Text-to-video AI is here, but it’s far from perfect.
Jiebo Luo, Albert Arendt Hopeman professor of Engineering and professor of computer science at the University of Rochester, identifies a solution to one challenge.
Jiebo Luo is the Albert Arendt Hopeman Professor of Engineering and Professor of Computer Science at the University of Rochester. He is a Fellow of IEEE, ACM, AAAI, SPIE, NAI, IAPR and AIMBE, as well as a foreign member of Academia Europeae. His research area focuses on computer vision, multimodal AI, data‑driven social computing, and digital health. He has authored over 600 technical papers and holds more than 90 U.S. patents.

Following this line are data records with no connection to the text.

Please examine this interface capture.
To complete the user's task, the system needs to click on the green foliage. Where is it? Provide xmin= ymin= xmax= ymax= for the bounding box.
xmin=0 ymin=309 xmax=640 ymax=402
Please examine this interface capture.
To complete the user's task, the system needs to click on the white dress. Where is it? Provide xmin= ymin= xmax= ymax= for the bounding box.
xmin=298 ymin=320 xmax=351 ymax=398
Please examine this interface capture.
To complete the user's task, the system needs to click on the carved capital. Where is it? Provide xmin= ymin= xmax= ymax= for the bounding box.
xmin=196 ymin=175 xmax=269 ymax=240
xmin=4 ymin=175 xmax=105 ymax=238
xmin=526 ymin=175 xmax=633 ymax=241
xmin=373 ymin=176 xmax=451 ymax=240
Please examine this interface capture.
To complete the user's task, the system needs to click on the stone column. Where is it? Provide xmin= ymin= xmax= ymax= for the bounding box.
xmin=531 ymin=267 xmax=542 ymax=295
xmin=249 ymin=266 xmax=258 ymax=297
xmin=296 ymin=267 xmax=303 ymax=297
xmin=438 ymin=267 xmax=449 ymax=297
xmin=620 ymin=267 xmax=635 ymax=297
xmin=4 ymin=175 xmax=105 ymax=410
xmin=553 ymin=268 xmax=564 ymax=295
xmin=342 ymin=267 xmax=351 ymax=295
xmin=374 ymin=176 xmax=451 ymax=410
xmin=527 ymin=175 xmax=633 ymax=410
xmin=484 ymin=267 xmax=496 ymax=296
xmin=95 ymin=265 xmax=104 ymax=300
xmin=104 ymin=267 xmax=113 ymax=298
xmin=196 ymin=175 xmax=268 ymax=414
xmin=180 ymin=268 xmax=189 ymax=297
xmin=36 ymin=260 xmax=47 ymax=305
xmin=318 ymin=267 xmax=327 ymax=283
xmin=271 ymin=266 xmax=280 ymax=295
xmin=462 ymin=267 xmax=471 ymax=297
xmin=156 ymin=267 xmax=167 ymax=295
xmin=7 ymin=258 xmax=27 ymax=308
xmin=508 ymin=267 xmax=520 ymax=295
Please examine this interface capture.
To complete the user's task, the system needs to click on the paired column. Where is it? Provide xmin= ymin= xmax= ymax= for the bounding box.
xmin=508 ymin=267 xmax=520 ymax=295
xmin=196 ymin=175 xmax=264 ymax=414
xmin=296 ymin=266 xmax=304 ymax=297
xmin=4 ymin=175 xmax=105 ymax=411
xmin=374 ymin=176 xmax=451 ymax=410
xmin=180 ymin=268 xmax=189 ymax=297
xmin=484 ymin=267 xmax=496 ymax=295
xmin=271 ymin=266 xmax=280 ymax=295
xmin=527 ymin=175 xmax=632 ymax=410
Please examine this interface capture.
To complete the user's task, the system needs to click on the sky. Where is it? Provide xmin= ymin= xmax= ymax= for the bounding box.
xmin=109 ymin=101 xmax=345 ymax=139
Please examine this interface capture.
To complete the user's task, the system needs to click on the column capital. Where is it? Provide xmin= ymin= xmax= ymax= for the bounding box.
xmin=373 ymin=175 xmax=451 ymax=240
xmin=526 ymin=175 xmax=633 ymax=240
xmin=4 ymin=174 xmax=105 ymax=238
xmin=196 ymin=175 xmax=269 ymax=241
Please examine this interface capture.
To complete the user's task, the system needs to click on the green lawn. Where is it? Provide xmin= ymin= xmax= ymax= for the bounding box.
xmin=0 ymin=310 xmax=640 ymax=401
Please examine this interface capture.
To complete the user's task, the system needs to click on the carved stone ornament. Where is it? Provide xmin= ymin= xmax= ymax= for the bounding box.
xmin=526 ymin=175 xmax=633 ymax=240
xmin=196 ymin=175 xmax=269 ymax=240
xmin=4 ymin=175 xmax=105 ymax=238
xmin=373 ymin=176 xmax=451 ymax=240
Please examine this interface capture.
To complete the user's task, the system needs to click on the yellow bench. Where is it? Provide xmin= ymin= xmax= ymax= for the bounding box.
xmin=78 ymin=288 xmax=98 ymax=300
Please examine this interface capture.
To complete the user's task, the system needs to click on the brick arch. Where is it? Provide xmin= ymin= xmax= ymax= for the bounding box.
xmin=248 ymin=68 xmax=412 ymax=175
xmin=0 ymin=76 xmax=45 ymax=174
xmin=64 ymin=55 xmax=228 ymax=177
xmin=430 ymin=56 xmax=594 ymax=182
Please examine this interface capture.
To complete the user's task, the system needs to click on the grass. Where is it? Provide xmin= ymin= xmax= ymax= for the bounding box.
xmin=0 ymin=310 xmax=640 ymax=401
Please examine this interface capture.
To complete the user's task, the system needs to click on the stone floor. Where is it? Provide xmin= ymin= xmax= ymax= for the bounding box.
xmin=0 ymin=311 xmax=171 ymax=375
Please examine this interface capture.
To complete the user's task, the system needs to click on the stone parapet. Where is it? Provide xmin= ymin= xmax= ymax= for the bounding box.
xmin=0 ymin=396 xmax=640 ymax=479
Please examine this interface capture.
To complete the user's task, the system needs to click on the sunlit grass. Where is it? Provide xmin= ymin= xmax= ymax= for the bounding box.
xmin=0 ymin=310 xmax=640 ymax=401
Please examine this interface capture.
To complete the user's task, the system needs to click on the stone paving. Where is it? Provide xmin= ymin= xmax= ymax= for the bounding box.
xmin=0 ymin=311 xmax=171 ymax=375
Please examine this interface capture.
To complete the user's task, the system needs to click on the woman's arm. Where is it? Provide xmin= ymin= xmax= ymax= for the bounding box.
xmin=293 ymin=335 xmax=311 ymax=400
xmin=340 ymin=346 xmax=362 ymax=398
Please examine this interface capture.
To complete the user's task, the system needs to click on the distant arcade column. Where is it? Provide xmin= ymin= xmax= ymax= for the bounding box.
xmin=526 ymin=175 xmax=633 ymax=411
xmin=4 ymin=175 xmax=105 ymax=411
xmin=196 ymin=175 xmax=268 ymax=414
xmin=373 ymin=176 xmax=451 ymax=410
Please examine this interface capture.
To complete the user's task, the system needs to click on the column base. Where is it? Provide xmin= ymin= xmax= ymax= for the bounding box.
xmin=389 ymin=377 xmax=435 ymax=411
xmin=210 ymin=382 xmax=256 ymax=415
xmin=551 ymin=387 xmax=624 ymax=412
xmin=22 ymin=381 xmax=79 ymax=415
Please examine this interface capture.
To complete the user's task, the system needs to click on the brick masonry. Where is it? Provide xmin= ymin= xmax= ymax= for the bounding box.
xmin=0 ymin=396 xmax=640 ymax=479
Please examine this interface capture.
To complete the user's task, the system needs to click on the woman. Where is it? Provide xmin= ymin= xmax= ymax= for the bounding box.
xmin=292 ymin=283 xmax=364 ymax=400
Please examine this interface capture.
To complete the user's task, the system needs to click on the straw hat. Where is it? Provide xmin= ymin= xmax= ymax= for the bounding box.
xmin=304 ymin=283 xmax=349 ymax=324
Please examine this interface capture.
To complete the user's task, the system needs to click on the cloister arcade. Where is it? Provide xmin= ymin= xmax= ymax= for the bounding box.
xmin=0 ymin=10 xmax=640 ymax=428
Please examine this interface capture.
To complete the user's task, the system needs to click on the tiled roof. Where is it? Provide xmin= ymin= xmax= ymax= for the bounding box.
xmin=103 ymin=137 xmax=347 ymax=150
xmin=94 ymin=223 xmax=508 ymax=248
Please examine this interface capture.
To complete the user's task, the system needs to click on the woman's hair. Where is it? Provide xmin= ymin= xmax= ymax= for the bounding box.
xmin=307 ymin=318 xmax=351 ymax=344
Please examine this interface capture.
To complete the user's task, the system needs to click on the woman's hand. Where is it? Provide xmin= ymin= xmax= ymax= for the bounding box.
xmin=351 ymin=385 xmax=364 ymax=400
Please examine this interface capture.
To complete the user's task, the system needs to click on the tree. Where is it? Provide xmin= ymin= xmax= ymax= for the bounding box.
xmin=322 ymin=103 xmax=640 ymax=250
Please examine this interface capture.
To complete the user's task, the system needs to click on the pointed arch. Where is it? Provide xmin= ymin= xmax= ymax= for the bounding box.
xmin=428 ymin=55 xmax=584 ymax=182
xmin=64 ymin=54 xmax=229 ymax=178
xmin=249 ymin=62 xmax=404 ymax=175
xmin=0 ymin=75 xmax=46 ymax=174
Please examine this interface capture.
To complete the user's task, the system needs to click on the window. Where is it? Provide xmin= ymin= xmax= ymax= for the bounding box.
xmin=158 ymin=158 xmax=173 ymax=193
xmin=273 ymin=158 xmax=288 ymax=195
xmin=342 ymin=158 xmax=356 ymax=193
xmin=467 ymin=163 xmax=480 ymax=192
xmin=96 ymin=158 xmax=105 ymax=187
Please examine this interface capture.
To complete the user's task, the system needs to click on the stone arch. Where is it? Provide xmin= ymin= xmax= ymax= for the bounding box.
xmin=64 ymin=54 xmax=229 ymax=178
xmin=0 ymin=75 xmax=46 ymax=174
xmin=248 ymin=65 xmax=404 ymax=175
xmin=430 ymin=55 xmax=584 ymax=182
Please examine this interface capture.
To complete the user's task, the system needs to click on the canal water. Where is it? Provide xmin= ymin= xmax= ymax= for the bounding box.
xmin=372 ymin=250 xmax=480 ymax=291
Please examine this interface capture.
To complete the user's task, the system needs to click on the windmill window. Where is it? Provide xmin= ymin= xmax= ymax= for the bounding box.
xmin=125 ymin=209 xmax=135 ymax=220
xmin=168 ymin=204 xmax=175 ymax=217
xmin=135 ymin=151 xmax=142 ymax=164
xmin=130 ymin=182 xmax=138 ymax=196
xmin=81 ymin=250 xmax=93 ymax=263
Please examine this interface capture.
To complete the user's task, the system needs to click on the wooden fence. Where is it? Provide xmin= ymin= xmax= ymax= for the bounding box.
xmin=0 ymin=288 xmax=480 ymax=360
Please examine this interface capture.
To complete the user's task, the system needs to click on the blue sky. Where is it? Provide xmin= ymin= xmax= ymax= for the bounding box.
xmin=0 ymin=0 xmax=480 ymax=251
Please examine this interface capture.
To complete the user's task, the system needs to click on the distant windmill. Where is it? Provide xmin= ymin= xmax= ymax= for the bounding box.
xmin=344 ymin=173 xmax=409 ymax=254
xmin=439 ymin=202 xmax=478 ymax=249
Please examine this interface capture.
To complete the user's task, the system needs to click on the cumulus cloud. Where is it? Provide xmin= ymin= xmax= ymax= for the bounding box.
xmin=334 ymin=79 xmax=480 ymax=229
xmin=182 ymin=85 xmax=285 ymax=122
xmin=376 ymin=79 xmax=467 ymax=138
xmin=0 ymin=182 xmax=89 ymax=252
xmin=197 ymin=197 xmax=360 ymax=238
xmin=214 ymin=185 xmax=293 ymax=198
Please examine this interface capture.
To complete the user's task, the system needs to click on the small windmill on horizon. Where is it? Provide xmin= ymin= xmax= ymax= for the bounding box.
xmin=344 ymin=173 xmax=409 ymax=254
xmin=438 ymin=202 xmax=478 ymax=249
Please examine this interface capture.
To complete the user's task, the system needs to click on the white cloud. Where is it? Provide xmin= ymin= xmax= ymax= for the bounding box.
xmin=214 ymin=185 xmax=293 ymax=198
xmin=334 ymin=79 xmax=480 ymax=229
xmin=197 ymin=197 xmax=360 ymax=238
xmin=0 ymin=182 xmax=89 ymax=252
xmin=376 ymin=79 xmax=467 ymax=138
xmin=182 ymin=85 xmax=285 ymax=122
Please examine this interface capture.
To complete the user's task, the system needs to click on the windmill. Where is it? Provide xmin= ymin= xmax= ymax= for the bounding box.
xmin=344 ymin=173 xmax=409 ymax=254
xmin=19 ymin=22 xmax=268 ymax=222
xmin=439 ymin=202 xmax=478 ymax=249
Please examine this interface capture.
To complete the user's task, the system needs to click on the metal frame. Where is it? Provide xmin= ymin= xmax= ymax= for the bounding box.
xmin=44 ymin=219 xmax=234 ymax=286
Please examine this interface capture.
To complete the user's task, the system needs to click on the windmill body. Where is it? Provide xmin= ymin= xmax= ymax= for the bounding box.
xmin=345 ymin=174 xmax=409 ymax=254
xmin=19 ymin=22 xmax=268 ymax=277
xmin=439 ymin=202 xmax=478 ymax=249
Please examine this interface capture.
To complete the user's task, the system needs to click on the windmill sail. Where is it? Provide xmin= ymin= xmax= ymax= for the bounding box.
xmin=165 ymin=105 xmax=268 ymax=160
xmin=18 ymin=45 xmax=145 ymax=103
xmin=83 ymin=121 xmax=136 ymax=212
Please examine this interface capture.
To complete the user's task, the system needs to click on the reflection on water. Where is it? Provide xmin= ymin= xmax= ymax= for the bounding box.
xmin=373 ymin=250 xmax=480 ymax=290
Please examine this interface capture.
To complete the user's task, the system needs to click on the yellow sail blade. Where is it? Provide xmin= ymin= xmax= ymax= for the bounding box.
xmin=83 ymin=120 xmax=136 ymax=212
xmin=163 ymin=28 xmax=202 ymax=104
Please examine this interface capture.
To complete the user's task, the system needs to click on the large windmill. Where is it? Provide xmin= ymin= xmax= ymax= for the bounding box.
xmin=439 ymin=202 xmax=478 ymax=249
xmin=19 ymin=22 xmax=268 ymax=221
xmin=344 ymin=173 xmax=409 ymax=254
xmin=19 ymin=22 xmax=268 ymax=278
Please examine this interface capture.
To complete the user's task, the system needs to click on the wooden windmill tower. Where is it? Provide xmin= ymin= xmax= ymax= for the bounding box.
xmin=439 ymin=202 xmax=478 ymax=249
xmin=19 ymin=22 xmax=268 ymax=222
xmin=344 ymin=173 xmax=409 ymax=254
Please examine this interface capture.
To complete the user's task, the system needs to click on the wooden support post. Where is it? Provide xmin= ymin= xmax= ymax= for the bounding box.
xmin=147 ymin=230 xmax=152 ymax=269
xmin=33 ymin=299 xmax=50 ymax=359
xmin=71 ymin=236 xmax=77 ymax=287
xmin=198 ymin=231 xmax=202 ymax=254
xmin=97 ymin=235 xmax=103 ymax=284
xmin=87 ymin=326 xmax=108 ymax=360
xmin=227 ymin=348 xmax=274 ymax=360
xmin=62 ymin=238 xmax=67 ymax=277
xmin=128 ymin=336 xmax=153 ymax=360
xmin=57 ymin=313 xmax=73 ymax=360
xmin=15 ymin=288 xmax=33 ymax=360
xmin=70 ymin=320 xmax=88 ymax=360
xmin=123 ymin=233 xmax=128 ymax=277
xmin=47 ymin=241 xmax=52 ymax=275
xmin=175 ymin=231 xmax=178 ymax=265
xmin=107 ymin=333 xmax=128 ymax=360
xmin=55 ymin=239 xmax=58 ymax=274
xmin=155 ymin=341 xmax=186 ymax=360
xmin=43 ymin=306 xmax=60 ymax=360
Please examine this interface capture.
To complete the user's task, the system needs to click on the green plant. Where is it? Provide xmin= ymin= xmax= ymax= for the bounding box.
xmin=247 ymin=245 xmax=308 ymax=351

Text-to-Video AI Blossoms With New Metamorphic Video Capabilities
Imagine asking AI to generate a video that can illustrate a seed emerging from the earth or an ice cube melting into a single droplet. Conventional text to video systems rarely manage that kind of intrinsic change. Trained largely on general videos with less variation, they default to smooth camera moves or fades instead of showing matter transform.
To teach models the dynamics of transformation, our research team curates the ChronoMagic Dataset, which includes over 2,000 time lapse videos with meticulous captions depicting dough rising, steel rusting, flowers blossoming, and so on.
Building on that work, we have developed MagicTime, a diffusion model purposely built for illustrating metamorphosis. Learning unfolds in two training stages. A lightweight spatial adapter first focuses on static state information. Next, a temporal adapter encodes dynamic stage changes, guided by a dynamic frame selection strategy. The strategy highlights decisive instants, such as the moment a crust splits or a leaf uncurls. A text encoder deepens the model’s grasp of verbs such as “sprout,” “melt,” and “rust,” aligning visual change with corresponding captions.
Prompting MagicTime with “a yellow ranunculus bud opening into full bloom,” it delivers a coherent two second video at the 512×512 pixel resolution in which petals peel back, stretch, and settle, without abrupt changes or drifting viewpoint. In blind tests involving two hundred volunteers, our Magictime engine beats eight other advanced video generation models.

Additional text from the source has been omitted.